The next four half innings passed without a hit - Aoki's walk in the bottom of the fifth made him the only baserunner to reach in that span. Buchholz hit Josh Willingham to open the bottom of the sixth, and two outs later, Moustakas and Cain singled him around to pull the Royals within a run. Escobar struck out to leave the tying run in scoring position. Louis Coleman, having relieved Casey Coleman and thrown a perfect top of the sixth, combined with Brandon Finnegan on a 1-2-3 seventh. Buchholz was pulled after a one-out walk of Omar Infante in the bottom of the inning, and Tommy Layne and Junichi Tazawa recorded an out apiece to end the inning.
The Sox tacked on a pair of runs against Aaron Crow in the eighth. Middlebrooks walked with one out, and Vazquez matched him with two away; Jemile Weeks then doubled both runners home. Tazawa was flawless in the eighth, and Francisley Bueno nearly allowed Boston to extend its lead again in the ninth, allowing a Bogaerts single and a Cespedes triple. Ortiz hit into a double play in between, keeping the scoreboard unaltered. Edward Mujica then set the Royals down in order in the ninth to end the game and earn his fifth save of the year.

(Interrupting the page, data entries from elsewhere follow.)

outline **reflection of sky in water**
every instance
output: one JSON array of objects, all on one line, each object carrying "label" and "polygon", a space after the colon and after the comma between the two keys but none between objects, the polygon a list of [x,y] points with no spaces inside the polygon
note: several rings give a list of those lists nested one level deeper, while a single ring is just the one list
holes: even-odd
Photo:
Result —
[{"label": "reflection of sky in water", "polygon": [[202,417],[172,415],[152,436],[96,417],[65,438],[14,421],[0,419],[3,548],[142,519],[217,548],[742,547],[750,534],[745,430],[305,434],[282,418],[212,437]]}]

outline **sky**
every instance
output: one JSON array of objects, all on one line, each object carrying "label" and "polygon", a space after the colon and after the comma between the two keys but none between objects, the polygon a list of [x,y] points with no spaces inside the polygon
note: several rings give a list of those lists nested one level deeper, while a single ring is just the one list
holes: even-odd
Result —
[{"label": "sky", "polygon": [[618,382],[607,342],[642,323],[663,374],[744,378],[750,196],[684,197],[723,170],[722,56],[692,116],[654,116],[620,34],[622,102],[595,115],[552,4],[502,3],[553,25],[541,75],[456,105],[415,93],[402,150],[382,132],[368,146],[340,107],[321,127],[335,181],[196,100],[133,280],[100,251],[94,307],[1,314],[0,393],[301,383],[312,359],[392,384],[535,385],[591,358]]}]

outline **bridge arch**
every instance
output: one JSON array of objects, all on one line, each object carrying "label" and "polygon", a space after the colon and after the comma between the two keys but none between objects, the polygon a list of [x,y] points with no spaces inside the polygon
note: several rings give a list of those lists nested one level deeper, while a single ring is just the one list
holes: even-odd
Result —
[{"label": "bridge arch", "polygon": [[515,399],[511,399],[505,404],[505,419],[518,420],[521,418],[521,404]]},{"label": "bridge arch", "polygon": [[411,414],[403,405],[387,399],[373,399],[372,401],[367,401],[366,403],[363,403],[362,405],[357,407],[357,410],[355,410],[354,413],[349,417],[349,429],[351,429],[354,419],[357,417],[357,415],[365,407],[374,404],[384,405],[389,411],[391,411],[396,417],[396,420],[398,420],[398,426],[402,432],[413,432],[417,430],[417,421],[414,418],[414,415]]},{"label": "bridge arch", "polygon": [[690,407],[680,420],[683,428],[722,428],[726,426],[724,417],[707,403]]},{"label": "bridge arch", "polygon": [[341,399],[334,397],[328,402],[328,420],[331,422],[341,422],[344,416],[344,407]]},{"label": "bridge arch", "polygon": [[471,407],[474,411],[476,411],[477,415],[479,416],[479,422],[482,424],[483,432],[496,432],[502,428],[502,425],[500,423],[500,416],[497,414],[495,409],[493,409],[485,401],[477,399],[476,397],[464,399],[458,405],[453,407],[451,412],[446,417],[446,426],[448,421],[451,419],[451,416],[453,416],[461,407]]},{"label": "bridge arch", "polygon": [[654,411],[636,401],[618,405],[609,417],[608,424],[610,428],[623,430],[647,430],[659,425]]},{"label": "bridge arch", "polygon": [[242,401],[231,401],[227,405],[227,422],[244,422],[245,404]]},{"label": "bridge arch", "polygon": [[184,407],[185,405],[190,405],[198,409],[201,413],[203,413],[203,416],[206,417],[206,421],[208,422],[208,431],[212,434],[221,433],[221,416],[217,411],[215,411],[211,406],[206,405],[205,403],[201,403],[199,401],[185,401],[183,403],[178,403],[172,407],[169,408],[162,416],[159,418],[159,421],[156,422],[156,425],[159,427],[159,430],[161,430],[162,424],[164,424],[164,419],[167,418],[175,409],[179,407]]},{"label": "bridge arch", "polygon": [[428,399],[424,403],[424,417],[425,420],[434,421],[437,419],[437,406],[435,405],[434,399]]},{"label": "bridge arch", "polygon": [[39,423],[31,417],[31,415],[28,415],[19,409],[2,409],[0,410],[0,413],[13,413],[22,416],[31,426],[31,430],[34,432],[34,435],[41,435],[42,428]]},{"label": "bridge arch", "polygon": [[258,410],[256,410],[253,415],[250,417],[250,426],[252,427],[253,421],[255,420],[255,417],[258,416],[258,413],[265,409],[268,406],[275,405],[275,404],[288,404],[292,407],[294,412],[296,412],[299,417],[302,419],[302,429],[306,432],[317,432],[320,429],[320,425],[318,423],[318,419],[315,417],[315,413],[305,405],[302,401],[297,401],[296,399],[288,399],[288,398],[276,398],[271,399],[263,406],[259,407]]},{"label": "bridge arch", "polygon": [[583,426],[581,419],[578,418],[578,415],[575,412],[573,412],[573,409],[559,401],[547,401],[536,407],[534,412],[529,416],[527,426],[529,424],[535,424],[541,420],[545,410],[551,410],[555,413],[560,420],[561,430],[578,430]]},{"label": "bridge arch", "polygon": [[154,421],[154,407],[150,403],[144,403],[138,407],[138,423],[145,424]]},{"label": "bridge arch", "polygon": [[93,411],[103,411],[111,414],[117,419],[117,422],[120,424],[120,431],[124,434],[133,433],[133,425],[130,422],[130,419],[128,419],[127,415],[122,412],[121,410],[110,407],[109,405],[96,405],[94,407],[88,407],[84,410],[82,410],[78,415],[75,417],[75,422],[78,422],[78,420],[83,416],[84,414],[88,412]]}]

This was a relatively tepid affair, at least by Game of the Day standards, although there were two lead changes. It does, however, serve as a nice opportunity to take another look at how much can change within a year of baseball time.
In September 2013, the Royals were clawing to stay above .500 for the first time since 2003, while the Red Sox were on their way to their third World Series title since the last winning Royals season. Clay Buchholz was one of the AL's better pitchers, and Liam Hendriks was an intermittent and ineffective starter for the Twins.

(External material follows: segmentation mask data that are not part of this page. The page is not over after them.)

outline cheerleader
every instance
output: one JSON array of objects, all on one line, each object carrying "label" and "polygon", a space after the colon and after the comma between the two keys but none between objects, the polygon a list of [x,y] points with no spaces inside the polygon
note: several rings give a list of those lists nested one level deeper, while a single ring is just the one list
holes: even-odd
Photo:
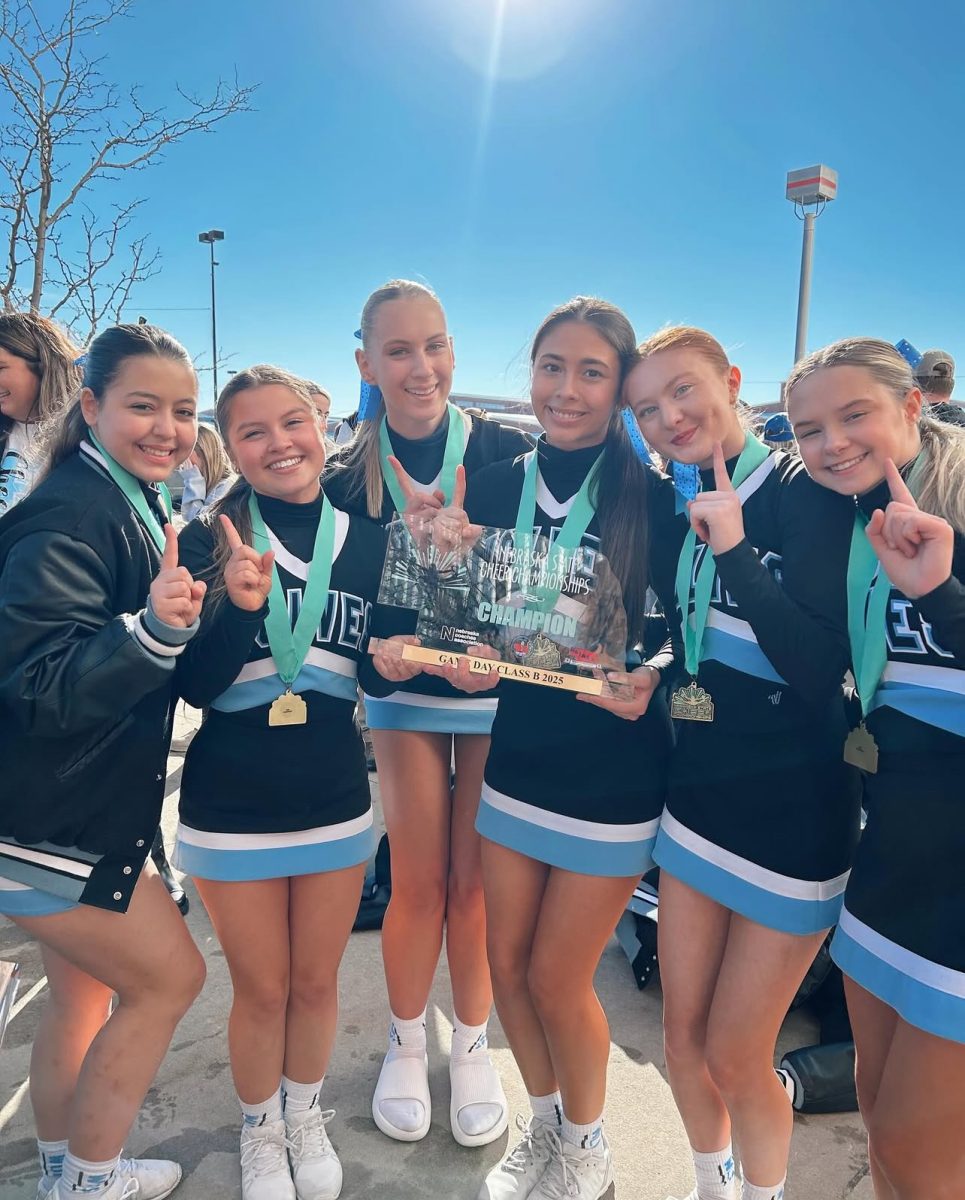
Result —
[{"label": "cheerleader", "polygon": [[354,711],[360,666],[376,686],[368,624],[385,534],[323,494],[304,381],[240,371],[217,415],[241,478],[182,534],[210,587],[178,688],[210,713],[185,758],[175,864],[231,972],[242,1195],[333,1200],[342,1168],[321,1095],[373,850]]},{"label": "cheerleader", "polygon": [[[845,976],[878,1200],[965,1195],[965,430],[853,338],[804,359],[788,413],[850,500],[848,624],[868,823],[831,955]],[[852,502],[853,505],[853,502]],[[843,576],[842,576],[843,577]]]},{"label": "cheerleader", "polygon": [[0,515],[36,481],[41,432],[55,432],[76,391],[79,354],[49,318],[0,313]]},{"label": "cheerleader", "polygon": [[0,912],[40,942],[49,989],[30,1063],[40,1200],[160,1200],[181,1178],[119,1155],[204,980],[148,859],[204,594],[158,484],[196,408],[172,337],[106,330],[46,478],[0,520]]},{"label": "cheerleader", "polygon": [[[438,299],[422,284],[394,280],[373,292],[362,310],[361,337],[359,370],[378,389],[378,402],[326,479],[334,503],[385,524],[407,502],[389,458],[438,508],[452,499],[460,464],[471,477],[528,448],[515,430],[449,403],[452,339]],[[507,1121],[487,1050],[492,987],[473,828],[496,703],[397,666],[398,690],[365,698],[392,847],[392,899],[382,927],[389,1044],[372,1115],[399,1141],[429,1131],[425,1014],[445,932],[455,1014],[451,1129],[461,1145],[482,1146]]]},{"label": "cheerleader", "polygon": [[[630,322],[606,301],[578,296],[551,312],[531,352],[544,433],[535,450],[470,480],[466,500],[475,523],[601,551],[622,587],[628,650],[643,634],[649,512],[661,491],[623,422],[634,349]],[[563,592],[580,603],[578,588]],[[532,1116],[480,1200],[598,1200],[612,1182],[610,1034],[593,976],[652,866],[671,745],[654,697],[671,661],[668,649],[637,665],[630,699],[500,684],[476,827],[496,1007]],[[447,672],[474,686],[465,664]]]},{"label": "cheerleader", "polygon": [[648,444],[699,471],[689,530],[670,516],[651,542],[685,672],[654,858],[689,1200],[738,1196],[732,1132],[744,1200],[783,1195],[792,1110],[775,1042],[837,920],[859,819],[841,759],[851,514],[745,430],[739,389],[710,334],[675,327],[639,347],[625,392]]}]

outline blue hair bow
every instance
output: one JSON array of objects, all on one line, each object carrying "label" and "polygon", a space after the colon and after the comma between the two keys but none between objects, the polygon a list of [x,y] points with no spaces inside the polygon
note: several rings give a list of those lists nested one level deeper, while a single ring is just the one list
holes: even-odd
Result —
[{"label": "blue hair bow", "polygon": [[[362,340],[362,330],[356,329],[355,336]],[[368,421],[379,410],[382,403],[382,389],[374,383],[366,383],[363,379],[359,385],[359,421]]]}]

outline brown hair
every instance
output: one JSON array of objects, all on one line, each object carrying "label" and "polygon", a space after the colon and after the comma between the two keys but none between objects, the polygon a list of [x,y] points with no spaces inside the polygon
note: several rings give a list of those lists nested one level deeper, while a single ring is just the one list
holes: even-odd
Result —
[{"label": "brown hair", "polygon": [[643,362],[654,354],[664,350],[696,350],[704,358],[709,359],[715,367],[726,374],[731,367],[727,351],[718,340],[705,329],[696,325],[668,325],[658,329],[637,347],[636,361]]},{"label": "brown hair", "polygon": [[[368,349],[372,344],[379,308],[390,300],[432,300],[439,305],[439,311],[445,318],[445,310],[432,288],[424,283],[416,283],[414,279],[390,279],[388,283],[377,287],[362,306],[360,332],[363,349]],[[370,412],[364,421],[359,421],[355,436],[330,464],[334,470],[349,472],[347,495],[357,496],[364,491],[366,512],[375,520],[382,514],[385,495],[379,451],[379,429],[384,415],[385,404],[380,400],[375,411]]]},{"label": "brown hair", "polygon": [[194,452],[201,461],[204,492],[208,495],[222,479],[227,479],[232,473],[228,452],[217,429],[201,422],[198,425],[198,440],[194,444]]},{"label": "brown hair", "polygon": [[[77,393],[80,349],[59,325],[39,313],[0,313],[0,346],[22,358],[39,380],[31,419],[40,426],[36,452],[42,454]],[[12,426],[13,418],[0,414],[0,447]]]},{"label": "brown hair", "polygon": [[[218,420],[218,428],[221,430],[221,436],[225,444],[228,443],[228,422],[231,419],[231,404],[235,396],[241,392],[251,391],[252,388],[267,387],[270,384],[278,384],[281,387],[286,387],[295,395],[308,411],[311,413],[312,420],[321,433],[321,425],[318,419],[318,409],[312,402],[312,393],[308,390],[308,383],[293,375],[291,371],[286,371],[284,367],[275,367],[269,363],[259,363],[254,367],[247,367],[244,371],[238,371],[228,380],[225,386],[221,389],[221,394],[218,397],[218,403],[215,405],[215,416]],[[251,513],[248,510],[248,497],[251,495],[251,484],[243,475],[239,475],[235,482],[231,485],[221,499],[210,509],[209,524],[211,532],[214,535],[214,559],[212,563],[212,581],[209,584],[208,603],[212,608],[222,602],[227,595],[224,585],[224,569],[228,564],[228,559],[231,558],[231,547],[228,545],[228,537],[224,531],[224,527],[218,520],[218,517],[224,515],[228,517],[238,531],[241,540],[248,546],[252,542],[251,529]],[[209,609],[209,611],[211,611]]]},{"label": "brown hair", "polygon": [[[795,364],[784,389],[788,404],[802,379],[828,367],[860,367],[899,403],[918,387],[910,364],[890,342],[842,338]],[[965,533],[965,428],[926,415],[918,424],[921,453],[908,473],[908,489],[926,512]]]},{"label": "brown hair", "polygon": [[647,469],[623,423],[623,381],[635,361],[636,334],[626,314],[616,305],[596,296],[574,296],[554,308],[540,324],[530,351],[531,365],[535,364],[546,335],[569,321],[591,325],[616,352],[620,366],[616,403],[591,499],[600,523],[600,548],[620,580],[627,633],[634,642],[643,636],[650,540]]},{"label": "brown hair", "polygon": [[[103,401],[104,392],[117,378],[123,363],[129,358],[149,354],[183,363],[194,374],[194,364],[187,350],[177,338],[163,329],[156,325],[112,325],[98,334],[87,347],[83,357],[84,374],[81,389],[89,388],[99,405]],[[51,433],[45,438],[45,475],[49,475],[55,467],[69,458],[87,436],[87,422],[80,405],[80,390],[77,390],[66,411],[61,411],[62,419],[50,423]]]}]

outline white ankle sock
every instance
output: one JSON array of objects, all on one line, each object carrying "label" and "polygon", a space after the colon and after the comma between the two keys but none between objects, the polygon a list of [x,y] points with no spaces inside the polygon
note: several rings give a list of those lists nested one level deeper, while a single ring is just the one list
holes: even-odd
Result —
[{"label": "white ankle sock", "polygon": [[[452,1018],[452,1051],[453,1059],[485,1055],[489,1048],[487,1035],[488,1021],[482,1025],[464,1025],[458,1017]],[[464,1133],[475,1137],[492,1129],[503,1115],[501,1104],[467,1104],[459,1110],[459,1124]]]},{"label": "white ankle sock", "polygon": [[[395,1013],[390,1013],[390,1016],[392,1020],[389,1024],[389,1050],[386,1058],[391,1060],[400,1055],[422,1058],[426,1052],[426,1010],[423,1009],[419,1016],[413,1017],[411,1021],[403,1021]],[[417,1129],[421,1129],[426,1119],[422,1101],[415,1098],[380,1100],[379,1111],[390,1125],[405,1130],[406,1133],[415,1133]]]},{"label": "white ankle sock", "polygon": [[563,1113],[563,1141],[581,1150],[603,1150],[603,1114],[588,1125],[577,1125]]},{"label": "white ankle sock", "polygon": [[282,1075],[281,1099],[285,1116],[290,1117],[294,1113],[305,1113],[313,1108],[318,1108],[324,1082],[324,1075],[317,1083],[296,1083],[293,1079]]},{"label": "white ankle sock", "polygon": [[246,1125],[270,1125],[275,1121],[281,1120],[281,1088],[273,1096],[269,1096],[267,1100],[262,1100],[260,1104],[245,1104],[244,1100],[240,1097],[238,1103],[241,1105],[241,1112]]},{"label": "white ankle sock", "polygon": [[734,1150],[728,1142],[723,1150],[700,1154],[692,1150],[697,1176],[697,1200],[737,1200]]},{"label": "white ankle sock", "polygon": [[563,1097],[559,1092],[550,1092],[548,1096],[530,1096],[529,1106],[537,1121],[559,1132],[563,1121]]},{"label": "white ankle sock", "polygon": [[107,1190],[116,1171],[116,1158],[108,1158],[104,1162],[89,1162],[68,1150],[64,1155],[61,1178],[68,1192],[80,1196],[96,1196],[98,1192]]},{"label": "white ankle sock", "polygon": [[40,1170],[48,1179],[59,1179],[64,1169],[67,1139],[62,1142],[45,1142],[37,1138],[37,1153],[40,1155]]},{"label": "white ankle sock", "polygon": [[784,1184],[787,1182],[787,1176],[780,1183],[772,1183],[770,1187],[758,1187],[756,1183],[751,1183],[749,1180],[744,1180],[744,1190],[741,1193],[742,1200],[784,1200]]}]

Twelve months later, KC is fighting to stay in first place, while Boston is firmly ensconced in last. Buchholz has had a terrible season, and Hendriks is still an inconstant and unimpressive pitcher, but has changed teams twice. And the outcome of this game, which would have been quite unsurprising a year ago, is now a disappointing mild upset, one that puts the Royals only half a game ahead of Detroit in the AL Central.